Leeches sometimes used to treat patients at Mercy Springfield

Jun 13, 2013

Credit Sonya Kullman / Mercy Springfield

A large jar sits inside a white refrigerator in the pharmacy at Mercy Springfield.  Inside that jar are what are classified as medical devices by the US Food and Drug Administration:  about 20 medical grade leeches that are kept in case they’re needed, which is usually once or twice a year.

The rather colorful brown, yellow and orange parasites can go for a year without eating—they can’t eat or they wouldn’t be hungry for blood if the need to use them on a patient arises.  They’re kept at about 43 degrees and don’t expend much energy—thus the lack of need to eat for such long periods of time.

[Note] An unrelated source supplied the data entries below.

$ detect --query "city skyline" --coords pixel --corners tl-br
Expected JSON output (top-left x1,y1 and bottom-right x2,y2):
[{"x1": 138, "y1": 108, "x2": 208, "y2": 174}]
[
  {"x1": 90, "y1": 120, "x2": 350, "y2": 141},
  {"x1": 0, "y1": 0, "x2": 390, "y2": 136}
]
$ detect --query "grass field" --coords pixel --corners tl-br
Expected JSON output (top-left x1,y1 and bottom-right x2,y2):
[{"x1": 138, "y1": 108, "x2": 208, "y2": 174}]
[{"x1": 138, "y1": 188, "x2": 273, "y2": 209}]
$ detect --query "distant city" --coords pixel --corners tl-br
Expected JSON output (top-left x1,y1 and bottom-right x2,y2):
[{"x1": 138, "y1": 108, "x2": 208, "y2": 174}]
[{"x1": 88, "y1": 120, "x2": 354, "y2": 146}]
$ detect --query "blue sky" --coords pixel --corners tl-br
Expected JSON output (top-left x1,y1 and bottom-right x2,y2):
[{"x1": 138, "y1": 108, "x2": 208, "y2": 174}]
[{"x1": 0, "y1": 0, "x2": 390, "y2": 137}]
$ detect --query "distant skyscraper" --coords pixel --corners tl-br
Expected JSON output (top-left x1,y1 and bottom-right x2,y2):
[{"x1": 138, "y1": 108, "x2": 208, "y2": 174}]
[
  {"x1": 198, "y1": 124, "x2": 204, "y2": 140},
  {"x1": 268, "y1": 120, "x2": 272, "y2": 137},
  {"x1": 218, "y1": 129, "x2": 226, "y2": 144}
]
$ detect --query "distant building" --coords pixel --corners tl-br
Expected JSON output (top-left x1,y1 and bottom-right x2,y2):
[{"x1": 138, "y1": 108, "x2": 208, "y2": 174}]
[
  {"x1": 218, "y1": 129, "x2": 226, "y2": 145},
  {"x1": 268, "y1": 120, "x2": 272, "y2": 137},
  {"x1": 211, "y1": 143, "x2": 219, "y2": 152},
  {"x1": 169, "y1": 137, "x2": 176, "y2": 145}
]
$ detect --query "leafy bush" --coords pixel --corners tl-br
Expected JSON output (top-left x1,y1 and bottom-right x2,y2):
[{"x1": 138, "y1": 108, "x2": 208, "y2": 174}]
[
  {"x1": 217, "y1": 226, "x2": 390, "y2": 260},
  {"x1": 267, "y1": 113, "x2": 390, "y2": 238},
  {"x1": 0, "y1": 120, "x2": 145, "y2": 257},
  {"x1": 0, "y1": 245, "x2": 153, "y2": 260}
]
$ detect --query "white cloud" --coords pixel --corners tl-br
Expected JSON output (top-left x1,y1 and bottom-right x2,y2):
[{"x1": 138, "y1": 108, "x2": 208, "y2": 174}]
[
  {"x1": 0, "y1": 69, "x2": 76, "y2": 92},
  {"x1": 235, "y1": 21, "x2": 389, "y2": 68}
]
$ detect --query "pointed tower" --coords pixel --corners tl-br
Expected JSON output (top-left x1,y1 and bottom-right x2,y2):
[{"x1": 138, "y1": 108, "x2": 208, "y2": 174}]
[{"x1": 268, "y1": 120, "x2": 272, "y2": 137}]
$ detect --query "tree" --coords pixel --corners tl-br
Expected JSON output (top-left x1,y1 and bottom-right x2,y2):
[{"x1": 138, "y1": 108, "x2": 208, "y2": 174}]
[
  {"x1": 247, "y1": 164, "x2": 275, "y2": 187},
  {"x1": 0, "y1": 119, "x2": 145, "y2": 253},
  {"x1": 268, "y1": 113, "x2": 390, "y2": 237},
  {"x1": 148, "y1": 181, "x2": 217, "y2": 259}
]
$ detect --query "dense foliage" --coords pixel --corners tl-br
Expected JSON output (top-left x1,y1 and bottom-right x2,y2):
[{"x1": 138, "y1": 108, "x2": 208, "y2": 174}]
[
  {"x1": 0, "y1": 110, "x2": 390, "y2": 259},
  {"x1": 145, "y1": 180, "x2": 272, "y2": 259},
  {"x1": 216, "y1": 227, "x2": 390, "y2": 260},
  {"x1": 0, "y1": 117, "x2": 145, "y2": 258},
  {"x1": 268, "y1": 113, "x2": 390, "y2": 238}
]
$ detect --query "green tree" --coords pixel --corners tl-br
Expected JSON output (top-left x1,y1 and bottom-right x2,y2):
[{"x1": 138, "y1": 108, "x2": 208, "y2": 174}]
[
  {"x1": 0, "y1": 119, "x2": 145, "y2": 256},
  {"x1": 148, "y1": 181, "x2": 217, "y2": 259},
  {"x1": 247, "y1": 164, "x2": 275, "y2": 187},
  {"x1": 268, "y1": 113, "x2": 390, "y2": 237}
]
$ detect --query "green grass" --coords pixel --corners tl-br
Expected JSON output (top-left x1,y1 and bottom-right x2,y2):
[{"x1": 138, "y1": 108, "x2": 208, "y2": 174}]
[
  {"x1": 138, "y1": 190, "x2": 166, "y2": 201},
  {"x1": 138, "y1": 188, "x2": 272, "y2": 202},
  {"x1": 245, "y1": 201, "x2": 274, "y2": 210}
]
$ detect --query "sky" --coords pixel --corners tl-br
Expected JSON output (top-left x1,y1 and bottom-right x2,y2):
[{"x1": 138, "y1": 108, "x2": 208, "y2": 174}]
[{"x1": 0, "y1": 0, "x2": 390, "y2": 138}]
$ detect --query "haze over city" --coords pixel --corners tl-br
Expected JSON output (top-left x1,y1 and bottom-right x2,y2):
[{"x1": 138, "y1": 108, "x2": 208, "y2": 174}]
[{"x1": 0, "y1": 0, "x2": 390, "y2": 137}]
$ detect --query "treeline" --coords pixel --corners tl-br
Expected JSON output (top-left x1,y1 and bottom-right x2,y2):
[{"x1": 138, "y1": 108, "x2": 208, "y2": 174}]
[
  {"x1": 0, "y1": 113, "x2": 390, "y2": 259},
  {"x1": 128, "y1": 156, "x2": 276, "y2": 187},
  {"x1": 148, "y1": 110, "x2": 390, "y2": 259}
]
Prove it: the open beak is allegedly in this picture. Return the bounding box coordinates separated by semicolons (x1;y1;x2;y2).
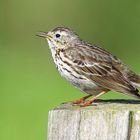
36;32;48;38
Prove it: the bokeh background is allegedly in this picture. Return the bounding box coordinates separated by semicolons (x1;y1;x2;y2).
0;0;140;140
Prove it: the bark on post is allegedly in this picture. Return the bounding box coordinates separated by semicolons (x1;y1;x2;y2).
48;100;140;140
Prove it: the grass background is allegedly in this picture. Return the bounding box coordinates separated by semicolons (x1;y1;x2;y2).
0;0;140;140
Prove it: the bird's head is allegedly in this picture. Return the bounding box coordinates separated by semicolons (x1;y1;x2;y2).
37;27;80;49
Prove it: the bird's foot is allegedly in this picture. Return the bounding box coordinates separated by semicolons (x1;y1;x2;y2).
73;100;97;107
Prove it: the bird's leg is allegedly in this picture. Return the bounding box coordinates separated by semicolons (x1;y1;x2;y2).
75;91;107;107
72;95;92;104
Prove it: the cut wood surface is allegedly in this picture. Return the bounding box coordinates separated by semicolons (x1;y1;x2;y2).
48;100;140;140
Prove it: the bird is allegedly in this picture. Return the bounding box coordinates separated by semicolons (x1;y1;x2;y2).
37;27;140;107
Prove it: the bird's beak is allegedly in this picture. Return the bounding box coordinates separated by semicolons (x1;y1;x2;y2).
36;32;48;38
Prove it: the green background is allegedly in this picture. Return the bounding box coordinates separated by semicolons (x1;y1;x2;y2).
0;0;140;140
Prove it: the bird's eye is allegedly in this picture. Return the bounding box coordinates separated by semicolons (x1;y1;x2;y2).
55;34;60;38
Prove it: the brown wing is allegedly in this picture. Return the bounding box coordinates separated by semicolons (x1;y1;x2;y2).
64;45;139;96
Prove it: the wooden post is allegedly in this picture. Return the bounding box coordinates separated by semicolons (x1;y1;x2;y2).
48;100;140;140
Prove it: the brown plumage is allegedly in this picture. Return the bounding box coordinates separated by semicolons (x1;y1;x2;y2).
39;27;140;106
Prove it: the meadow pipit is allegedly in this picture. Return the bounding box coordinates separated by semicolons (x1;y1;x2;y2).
38;27;140;106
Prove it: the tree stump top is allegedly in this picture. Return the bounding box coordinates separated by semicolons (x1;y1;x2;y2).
48;100;140;140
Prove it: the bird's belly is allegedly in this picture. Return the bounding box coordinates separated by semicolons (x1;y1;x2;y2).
57;59;103;95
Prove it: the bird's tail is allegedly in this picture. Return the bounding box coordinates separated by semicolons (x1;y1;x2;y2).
128;71;140;87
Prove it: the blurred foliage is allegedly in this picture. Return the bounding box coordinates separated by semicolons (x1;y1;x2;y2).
0;0;140;140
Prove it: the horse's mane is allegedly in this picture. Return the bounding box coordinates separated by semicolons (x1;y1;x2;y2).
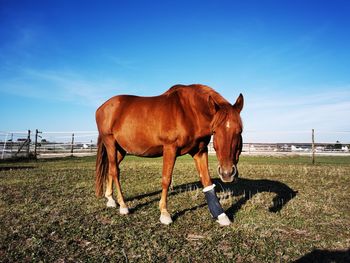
164;84;235;131
164;84;230;107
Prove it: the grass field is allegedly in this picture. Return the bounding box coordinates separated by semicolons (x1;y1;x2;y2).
0;156;350;262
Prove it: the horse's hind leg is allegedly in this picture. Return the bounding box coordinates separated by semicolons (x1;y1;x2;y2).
104;136;129;214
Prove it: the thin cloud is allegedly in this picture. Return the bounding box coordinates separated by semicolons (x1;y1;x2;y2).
2;68;126;107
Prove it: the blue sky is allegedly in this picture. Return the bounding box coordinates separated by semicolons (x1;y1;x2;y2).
0;0;350;142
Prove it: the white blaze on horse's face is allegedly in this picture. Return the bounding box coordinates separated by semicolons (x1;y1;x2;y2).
214;108;242;182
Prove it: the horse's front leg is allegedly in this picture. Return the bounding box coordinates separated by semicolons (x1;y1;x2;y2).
159;146;176;225
193;150;231;226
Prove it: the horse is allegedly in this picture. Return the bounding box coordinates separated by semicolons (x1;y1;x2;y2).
95;84;244;225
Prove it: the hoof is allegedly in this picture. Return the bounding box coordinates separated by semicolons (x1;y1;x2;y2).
160;213;173;225
119;207;129;215
107;199;117;207
217;213;231;226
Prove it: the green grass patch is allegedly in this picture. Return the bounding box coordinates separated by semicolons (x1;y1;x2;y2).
0;156;350;262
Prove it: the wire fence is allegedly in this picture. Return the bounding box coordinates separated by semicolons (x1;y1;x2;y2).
0;130;350;159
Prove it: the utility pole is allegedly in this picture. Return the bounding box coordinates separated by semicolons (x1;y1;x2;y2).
27;130;30;158
34;129;42;159
312;129;316;164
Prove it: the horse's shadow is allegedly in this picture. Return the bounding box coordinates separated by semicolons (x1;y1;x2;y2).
127;178;298;223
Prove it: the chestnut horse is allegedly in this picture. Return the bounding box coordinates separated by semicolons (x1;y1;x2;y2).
96;84;243;225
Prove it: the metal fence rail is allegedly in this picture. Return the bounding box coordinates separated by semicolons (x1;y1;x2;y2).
0;130;350;159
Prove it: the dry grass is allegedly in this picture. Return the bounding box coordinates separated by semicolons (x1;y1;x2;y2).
0;157;350;262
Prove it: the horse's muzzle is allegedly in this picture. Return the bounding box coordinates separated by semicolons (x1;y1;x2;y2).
217;165;238;183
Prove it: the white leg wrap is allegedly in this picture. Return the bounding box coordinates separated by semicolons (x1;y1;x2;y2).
106;196;117;207
159;212;173;225
119;207;129;215
217;213;231;226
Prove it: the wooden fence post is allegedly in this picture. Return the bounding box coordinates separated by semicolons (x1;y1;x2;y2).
34;129;42;159
312;129;316;164
70;133;74;156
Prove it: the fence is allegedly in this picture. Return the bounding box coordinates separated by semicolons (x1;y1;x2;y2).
0;130;350;159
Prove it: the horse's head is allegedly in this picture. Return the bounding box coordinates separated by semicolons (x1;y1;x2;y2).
211;94;243;182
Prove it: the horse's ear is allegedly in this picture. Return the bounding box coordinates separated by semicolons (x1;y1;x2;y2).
233;93;244;113
208;96;220;114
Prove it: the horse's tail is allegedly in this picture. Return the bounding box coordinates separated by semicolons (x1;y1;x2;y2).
95;135;108;197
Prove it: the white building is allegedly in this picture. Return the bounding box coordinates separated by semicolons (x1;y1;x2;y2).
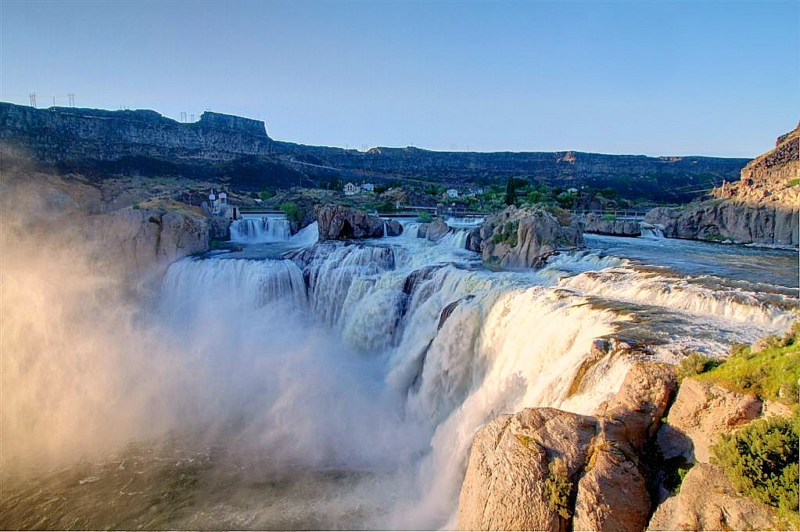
208;188;219;214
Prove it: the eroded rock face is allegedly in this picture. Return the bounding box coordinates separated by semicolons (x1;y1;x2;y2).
645;123;800;247
480;206;584;268
658;379;762;463
458;408;597;532
648;464;776;530
425;218;452;242
87;209;209;281
458;362;677;532
583;213;642;236
645;199;800;246
314;205;403;240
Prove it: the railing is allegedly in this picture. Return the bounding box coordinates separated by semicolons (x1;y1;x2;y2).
570;209;648;221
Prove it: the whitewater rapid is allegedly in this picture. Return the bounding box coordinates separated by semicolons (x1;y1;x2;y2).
4;219;798;529
156;223;797;528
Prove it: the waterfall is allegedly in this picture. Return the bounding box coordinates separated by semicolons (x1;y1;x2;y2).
639;222;664;238
437;229;470;249
130;240;795;529
231;216;291;244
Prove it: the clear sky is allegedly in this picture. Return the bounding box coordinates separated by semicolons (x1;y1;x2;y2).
0;0;800;157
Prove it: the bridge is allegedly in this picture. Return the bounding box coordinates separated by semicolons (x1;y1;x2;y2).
569;209;649;222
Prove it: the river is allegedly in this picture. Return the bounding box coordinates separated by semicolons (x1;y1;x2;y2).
2;220;798;529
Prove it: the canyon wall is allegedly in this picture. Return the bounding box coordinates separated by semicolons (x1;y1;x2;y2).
0;102;746;201
645;126;800;247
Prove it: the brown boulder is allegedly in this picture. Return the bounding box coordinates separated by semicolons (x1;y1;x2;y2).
458;408;596;531
648;464;776;530
425;218;452;242
658;379;762;462
480;206;584;268
314;204;396;240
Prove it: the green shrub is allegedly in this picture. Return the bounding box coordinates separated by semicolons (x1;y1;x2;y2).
544;458;572;519
278;201;300;222
697;339;800;405
711;414;800;512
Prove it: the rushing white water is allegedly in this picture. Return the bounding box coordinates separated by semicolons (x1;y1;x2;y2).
4;214;796;529
639;222;664;238
231;215;291;244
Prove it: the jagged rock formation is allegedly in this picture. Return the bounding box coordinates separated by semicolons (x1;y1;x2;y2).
658;379;763;463
0;103;746;204
425;218;452;242
478;205;584;268
583;213;642;236
275;142;747;202
645;123;800;247
648;464;777;531
458;362;677;532
0;102;304;190
85;204;210;282
314;204;403;240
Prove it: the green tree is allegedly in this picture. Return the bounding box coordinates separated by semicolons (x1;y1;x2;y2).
279;201;300;222
506;177;517;205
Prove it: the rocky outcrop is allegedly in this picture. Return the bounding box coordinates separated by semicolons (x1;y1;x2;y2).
314;204;403;240
467;227;483;253
658;379;763;463
480;206;584;268
458;408;597;531
425;218;452;242
645;199;800;247
86;208;210;282
645;123;800;247
648;464;777;530
583;213;642;236
0;103;747;205
274;138;747;203
458;362;677;532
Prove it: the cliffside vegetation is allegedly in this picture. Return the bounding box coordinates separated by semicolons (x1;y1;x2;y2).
678;322;800;527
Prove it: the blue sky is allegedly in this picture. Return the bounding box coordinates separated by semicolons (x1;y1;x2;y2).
0;0;800;157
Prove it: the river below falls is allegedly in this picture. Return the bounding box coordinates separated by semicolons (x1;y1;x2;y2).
0;230;798;530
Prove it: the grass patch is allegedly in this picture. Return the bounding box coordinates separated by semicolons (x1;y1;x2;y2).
711;412;800;524
677;353;722;383
544;458;572;519
696;334;800;405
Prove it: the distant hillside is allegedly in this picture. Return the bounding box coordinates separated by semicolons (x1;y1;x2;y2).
0;102;747;202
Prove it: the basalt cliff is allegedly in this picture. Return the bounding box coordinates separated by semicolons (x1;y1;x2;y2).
645;126;800;247
0;102;746;202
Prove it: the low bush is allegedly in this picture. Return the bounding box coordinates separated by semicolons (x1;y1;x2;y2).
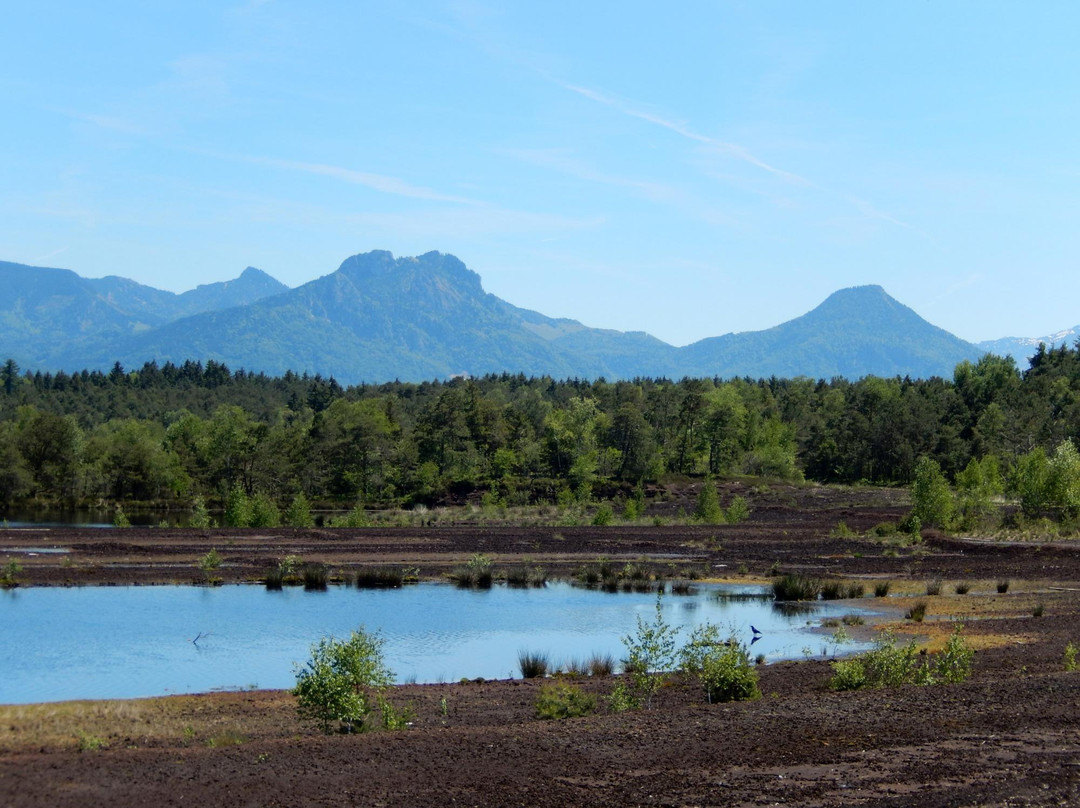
904;601;927;623
300;563;329;592
293;627;393;733
828;522;859;539
679;623;761;704
934;624;975;684
585;654;615;676
450;553;495;589
517;650;550;679
535;682;596;719
772;574;822;601
724;497;750;525
262;566;285;591
821;580;866;601
829;625;975;690
593;502;615;527
828;657;866;690
507;566;548;589
352;567;405;589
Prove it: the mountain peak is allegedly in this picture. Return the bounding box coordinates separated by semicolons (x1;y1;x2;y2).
338;250;484;295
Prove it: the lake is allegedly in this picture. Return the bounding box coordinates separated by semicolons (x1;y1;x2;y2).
0;582;867;703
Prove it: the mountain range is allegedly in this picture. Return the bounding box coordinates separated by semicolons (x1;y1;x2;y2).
0;251;1072;383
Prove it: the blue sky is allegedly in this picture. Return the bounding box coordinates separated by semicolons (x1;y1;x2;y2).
0;0;1080;345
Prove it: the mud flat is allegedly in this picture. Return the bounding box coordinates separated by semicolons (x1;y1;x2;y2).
0;488;1080;806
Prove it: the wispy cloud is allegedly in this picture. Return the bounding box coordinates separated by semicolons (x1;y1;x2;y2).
504;149;684;202
30;247;67;264
48;107;150;136
235;156;482;205
549;77;912;229
559;82;812;185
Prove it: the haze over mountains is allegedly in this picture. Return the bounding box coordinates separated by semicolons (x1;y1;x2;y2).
0;251;1065;383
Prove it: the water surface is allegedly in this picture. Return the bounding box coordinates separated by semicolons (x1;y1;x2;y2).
0;583;868;703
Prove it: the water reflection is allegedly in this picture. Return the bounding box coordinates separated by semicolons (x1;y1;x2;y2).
0;582;876;703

Mercy pharmacist Terry Barks says they’re used primarily in microsurgery—things like limb reattachments and plastic surgery.

"The reason they're useful is that in those situations it's easy enough to reestablish the arterial blood supply to the reattached appendage or what have you, but the venous blood vessels are by comparison very small, thin vessels and it's hard to knit those back together," he said.

The vessels eventually grow back together, but the process can take several days.  In the interim, according to Barks, blood tends to pool in those areas, which causes pressure and impairs the flow of new blood into that area.

"And sets the stage for clot formation and things which could jeopardize the healing of the reattached finger or whatever," he said.

He says leech saliva contains an anticoagulant, to which their therapeutic affect can be attributed.  But the saliva also contains proteins including an anesthetic agent.  That’s a good thing since leeches’ mouths contain three sharp blades.  They feed for only about 20 minutes during which time they take in about a tablespoon of blood and then drop off.  A single procedure uses from one to six leeches.

To thank them for their efforts, they’re dropped into a solution of 70% alcohol and placed in a sharps container.  Reusing them would be like reusing a hypodermic needle.

According to Barks, leeches are never a first line choice—they’re used when first line options have failed. 

The practice of using leeches in medicine goes back to the Ancient Egyptians, he says, when they would be used for virtually everything.

"Any ailments that entailed swelling and redness was considered to be due to an imbalance in one of the four humors of which there's blood, phlegm, black bile, yellow bile, and so anything that involved redness or inflammation was considered to be an excess of blood, and so they would blood let whether it be by leeches or some other mechanism," he said.

They were thought then to be a cure-all.  Today they’re used much more discriminately.

Barks’ co-worker, fellow pharmacist Jackie Watkins, says the modern use of leeches goes back to around the mid 1980s.  Mercy Springfield started using the parasites eight to ten years ago.

The leeches used at Mercy originate from Europe, and they’re ordered from a supplier in New York at a cost of about $10 each.

"We get them in overnight by air and change out their water immediately and get them set up in their leech locker that we have out in our inventory garage area," she said.

Wild leeches are never used for medical procedures since they can carry disease.  The feeding habits of the leeches ordered from the supplier in New York are known and they’re raised in a clean environment. Mercy has used then in limb reattachments and in plastic surgery procedures.

Watkins says there can be a significant psychological side to leech therapy so patient acceptance and family acceptance are major considerations.